Cela dit, un mec comme Leone est une bénédiction pour Maromme. Il l’incarne, il est fier d’être marommais. D’ailleurs, si l’on tend l’oreille, on capte de nombreuses références à la ville dans ses chansons. On sent que ça nourrit sa créativité, l’ambiance de sa musique. Et surtout, on voit qu’il veut tout casser, dépasser ce statut de jeune marommais condamné à rester bloqué dans sa ville. Il veut aller plus loin tout en gardant cet ancrage. C’est pour ça que sa musique me touche. J’aurais aimé faire ce qu’il fait. Du coup, je vais suivre sa progression, même si je ne sais pas si je finirais par faire un documentaire sur lui. En fait, je ne le connais pas assez personnellement. Pour le moment je reste un simple auditeur et je me contente de réagir à son travail sur les réseaux sociaux. Il faudrait que j’apprenne à le connaître, comme ça a été le cas avec Médine. Il faudrait que je bosse vraiment à fond le sujet avant de me lancer. En tout cas, les mecs comme Younes, Leone, Rilès, je les respecte énormément. D’ailleurs ce ne sont pas les premiers rappeurs marommais à percer. Je pense notamment au groupe « Esprit Mal 1 », que j’écoutais durant mon adolescence et qui a ouvert la porte à des artistes comme Leone. C’est la preuve que la culture rap était déjà bien présente à Maromme à l’époque.
Pour conclure, que peut-on te souhaiter pour la suite ? As-tu des projets que tu aimerais voir se réaliser ?
J’ai deux projets de documentaires sur lesquels je travaille actuellement. C’est en phase d’écriture pour le moment, mais j’essaye d’en axer un sur la jeunesse de Maromme. J’aimerais faire quelque chose sur la ville avant d’être trop vieux ou de manquer d’inspiration. En outre, ma sœur est professeur de français au collège Alain. Elle aussi est très attachée à Maromme, à tel point qu’elle a voulu enseigner là où elle était élève ! Après la sortie de mon documentaire, elle m’a contacté pour me parler de sa classe de 5e qui est très axée sur la culture. Dans un premier temps, je vais donc intervenir sur site pour parler de mon documentaire et du journalisme en général.

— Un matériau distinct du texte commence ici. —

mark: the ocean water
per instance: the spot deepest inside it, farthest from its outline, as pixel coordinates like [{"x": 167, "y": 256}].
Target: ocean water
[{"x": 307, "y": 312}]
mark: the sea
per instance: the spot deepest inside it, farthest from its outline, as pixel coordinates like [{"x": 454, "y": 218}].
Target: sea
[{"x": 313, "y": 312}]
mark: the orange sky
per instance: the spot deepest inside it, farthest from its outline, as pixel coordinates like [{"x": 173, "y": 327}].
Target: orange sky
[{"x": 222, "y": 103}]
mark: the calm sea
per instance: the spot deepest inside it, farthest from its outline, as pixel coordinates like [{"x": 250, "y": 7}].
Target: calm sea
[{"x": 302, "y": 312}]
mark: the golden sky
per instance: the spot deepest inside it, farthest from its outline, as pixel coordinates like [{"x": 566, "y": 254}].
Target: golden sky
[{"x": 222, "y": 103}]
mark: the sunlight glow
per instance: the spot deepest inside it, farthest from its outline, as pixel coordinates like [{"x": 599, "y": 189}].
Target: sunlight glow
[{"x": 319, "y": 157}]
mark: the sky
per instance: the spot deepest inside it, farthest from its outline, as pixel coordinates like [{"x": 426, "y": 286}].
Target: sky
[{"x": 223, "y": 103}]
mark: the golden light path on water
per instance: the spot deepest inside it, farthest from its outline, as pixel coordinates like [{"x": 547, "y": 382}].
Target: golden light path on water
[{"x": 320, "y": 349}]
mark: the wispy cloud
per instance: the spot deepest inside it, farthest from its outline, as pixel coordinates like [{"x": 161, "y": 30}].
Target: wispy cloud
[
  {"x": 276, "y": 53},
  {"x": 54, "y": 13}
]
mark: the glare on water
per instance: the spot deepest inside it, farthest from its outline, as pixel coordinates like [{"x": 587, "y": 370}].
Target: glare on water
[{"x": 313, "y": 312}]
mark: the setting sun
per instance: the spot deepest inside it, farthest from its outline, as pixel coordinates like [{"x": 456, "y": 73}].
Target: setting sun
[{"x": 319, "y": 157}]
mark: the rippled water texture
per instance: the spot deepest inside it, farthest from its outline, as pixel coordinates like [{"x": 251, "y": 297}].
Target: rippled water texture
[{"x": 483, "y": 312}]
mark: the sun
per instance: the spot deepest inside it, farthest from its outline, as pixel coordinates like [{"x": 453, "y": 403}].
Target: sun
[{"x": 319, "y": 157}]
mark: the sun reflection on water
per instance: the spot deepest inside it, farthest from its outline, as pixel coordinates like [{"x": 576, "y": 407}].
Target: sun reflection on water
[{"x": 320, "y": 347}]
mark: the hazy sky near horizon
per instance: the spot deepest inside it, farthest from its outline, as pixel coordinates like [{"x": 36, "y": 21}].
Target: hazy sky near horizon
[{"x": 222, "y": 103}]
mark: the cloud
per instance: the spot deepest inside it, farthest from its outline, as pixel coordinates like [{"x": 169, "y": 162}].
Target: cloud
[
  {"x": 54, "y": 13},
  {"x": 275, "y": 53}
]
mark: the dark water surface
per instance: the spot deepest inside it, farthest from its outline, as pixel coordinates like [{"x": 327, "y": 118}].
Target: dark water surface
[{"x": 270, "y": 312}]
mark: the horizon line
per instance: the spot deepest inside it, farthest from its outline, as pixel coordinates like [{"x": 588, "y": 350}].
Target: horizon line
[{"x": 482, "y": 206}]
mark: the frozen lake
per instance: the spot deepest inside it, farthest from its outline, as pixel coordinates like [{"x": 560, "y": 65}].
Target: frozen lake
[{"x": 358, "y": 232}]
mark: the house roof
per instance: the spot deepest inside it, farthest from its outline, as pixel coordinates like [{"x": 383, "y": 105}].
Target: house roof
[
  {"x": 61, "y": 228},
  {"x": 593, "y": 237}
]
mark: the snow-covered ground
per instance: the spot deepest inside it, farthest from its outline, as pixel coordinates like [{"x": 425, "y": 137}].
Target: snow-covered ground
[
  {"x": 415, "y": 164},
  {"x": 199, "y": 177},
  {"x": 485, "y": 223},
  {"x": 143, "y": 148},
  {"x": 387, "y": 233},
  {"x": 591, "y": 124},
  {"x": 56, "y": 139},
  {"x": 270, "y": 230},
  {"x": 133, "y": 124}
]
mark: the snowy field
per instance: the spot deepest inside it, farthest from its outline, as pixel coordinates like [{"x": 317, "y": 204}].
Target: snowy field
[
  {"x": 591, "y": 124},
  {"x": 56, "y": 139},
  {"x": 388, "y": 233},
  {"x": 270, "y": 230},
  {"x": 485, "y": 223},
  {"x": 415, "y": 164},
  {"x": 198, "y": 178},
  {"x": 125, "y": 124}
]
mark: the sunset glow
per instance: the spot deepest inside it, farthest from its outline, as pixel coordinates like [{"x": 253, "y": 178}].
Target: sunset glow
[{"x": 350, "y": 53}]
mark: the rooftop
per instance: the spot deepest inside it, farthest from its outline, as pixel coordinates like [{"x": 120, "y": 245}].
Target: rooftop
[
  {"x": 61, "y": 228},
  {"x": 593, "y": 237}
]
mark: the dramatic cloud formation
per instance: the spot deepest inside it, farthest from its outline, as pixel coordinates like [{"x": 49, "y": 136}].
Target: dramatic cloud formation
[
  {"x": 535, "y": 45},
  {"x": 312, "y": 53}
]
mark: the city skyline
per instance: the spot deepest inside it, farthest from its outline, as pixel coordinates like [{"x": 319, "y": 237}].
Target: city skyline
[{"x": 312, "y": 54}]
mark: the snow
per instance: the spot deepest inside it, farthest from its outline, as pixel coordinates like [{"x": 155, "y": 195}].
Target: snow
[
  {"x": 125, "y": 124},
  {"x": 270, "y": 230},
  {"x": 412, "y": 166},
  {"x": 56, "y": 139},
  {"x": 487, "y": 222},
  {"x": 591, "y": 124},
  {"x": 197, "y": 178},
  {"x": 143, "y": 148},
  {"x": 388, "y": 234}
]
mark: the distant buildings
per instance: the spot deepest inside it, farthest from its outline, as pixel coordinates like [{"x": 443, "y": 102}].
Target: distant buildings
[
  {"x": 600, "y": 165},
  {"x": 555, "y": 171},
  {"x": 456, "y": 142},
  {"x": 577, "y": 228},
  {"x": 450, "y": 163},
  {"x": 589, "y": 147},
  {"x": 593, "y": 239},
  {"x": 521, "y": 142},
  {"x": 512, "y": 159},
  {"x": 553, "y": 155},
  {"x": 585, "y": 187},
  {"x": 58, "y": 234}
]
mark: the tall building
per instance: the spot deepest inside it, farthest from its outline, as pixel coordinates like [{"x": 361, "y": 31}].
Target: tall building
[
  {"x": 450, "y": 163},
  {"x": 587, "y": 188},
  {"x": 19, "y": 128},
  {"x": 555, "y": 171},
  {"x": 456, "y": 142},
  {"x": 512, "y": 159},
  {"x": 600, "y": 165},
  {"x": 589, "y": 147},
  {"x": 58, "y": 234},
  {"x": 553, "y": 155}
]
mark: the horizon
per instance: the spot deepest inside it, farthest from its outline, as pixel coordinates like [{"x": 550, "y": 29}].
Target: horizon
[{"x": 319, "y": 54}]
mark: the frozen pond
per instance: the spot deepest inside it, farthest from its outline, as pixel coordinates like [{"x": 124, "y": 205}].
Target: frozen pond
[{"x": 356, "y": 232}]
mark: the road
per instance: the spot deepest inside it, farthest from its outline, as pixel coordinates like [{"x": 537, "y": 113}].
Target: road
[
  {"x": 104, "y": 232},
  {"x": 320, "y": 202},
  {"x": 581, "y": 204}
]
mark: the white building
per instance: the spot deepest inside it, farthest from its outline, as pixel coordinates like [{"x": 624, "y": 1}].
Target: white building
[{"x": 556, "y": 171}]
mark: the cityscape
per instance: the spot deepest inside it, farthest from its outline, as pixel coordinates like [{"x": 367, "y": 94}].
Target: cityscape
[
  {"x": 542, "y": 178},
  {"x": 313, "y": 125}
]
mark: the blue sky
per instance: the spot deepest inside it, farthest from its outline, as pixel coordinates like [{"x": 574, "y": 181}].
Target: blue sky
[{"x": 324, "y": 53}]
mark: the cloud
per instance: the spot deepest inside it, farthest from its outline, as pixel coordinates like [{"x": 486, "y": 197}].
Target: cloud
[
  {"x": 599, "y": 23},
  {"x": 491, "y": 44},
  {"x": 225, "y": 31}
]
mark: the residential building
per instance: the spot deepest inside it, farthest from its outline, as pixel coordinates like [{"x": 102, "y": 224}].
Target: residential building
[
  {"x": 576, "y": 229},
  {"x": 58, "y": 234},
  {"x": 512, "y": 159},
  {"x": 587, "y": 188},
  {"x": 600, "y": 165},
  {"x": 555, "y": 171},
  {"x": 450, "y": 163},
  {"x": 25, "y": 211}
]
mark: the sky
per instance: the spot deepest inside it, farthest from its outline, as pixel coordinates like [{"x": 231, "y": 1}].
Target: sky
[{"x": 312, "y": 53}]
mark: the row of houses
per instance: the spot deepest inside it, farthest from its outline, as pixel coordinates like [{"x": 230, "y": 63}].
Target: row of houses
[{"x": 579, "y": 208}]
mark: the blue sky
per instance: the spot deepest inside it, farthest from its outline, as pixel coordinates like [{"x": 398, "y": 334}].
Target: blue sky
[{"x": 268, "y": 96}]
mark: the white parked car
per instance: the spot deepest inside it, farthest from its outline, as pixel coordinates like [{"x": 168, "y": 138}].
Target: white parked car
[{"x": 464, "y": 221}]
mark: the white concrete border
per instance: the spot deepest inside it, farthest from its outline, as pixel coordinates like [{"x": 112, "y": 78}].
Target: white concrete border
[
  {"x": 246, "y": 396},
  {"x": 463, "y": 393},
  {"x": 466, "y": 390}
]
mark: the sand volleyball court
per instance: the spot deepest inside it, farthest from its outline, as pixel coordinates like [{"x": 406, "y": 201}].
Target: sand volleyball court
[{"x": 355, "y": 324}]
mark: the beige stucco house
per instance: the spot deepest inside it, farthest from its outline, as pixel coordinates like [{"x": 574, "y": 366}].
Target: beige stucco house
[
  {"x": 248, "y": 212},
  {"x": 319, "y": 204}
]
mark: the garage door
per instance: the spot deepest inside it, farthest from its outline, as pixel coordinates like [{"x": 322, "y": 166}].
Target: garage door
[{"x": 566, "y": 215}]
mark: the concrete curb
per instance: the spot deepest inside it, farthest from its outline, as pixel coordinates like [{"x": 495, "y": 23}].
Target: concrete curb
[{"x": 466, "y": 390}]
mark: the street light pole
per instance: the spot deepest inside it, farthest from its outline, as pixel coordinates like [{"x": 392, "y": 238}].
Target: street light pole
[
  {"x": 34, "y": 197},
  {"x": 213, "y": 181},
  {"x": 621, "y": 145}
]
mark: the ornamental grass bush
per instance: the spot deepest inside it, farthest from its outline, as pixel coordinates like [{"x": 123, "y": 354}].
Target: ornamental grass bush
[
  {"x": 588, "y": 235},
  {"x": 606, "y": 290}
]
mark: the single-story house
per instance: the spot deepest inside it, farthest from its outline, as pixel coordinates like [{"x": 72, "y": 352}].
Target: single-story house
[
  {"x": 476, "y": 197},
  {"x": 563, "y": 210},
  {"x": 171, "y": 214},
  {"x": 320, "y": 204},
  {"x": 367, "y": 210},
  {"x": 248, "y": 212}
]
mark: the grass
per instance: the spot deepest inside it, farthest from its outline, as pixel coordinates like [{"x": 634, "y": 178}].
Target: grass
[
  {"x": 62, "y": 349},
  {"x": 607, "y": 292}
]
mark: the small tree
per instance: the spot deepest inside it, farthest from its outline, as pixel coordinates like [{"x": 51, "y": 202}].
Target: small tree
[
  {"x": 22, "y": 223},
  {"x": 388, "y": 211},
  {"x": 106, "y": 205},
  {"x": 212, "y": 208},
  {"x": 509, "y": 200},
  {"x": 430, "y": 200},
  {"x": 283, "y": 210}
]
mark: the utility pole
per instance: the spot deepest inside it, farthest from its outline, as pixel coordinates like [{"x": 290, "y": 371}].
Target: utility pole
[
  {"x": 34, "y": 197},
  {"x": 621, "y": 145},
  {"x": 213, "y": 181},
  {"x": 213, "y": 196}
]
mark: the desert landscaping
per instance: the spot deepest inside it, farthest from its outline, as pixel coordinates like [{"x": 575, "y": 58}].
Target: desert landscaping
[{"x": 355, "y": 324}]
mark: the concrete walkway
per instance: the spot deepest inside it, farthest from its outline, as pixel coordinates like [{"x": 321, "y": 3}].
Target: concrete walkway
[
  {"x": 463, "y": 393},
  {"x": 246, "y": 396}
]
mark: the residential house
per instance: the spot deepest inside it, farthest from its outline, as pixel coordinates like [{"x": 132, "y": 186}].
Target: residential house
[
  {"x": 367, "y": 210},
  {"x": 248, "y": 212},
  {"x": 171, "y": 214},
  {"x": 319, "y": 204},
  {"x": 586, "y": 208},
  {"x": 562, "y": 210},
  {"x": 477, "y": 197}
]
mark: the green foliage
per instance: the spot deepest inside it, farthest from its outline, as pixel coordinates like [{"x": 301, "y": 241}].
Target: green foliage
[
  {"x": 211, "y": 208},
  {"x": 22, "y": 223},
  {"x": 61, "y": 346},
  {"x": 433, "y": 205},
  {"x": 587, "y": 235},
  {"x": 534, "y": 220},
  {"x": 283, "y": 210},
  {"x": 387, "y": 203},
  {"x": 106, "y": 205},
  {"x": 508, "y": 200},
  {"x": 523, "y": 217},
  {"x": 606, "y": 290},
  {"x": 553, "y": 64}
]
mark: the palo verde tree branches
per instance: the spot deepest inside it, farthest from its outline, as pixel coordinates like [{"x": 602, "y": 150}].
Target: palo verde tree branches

La culture à Maromme, c’est quelque chose. Ça me touche énormément. C’est peut-être du chauvinisme, mais toutes les villes n’ont pas ce truc-là ! C’est l’héritage de Colette Privat qui a changé le visage de Maromme. Sans elle, il n’y aurait peut-être jamais eu Léone… L’accès aux à la musique, au sport… elle a créé un environnement qui fait qu’aujourd’hui il fait bon vivre à Maromme. Ce n’est peut-être pas la ville la plus belle du monde, mais on peut s’y sentir bien et avoir envie d’y faire quelque chose.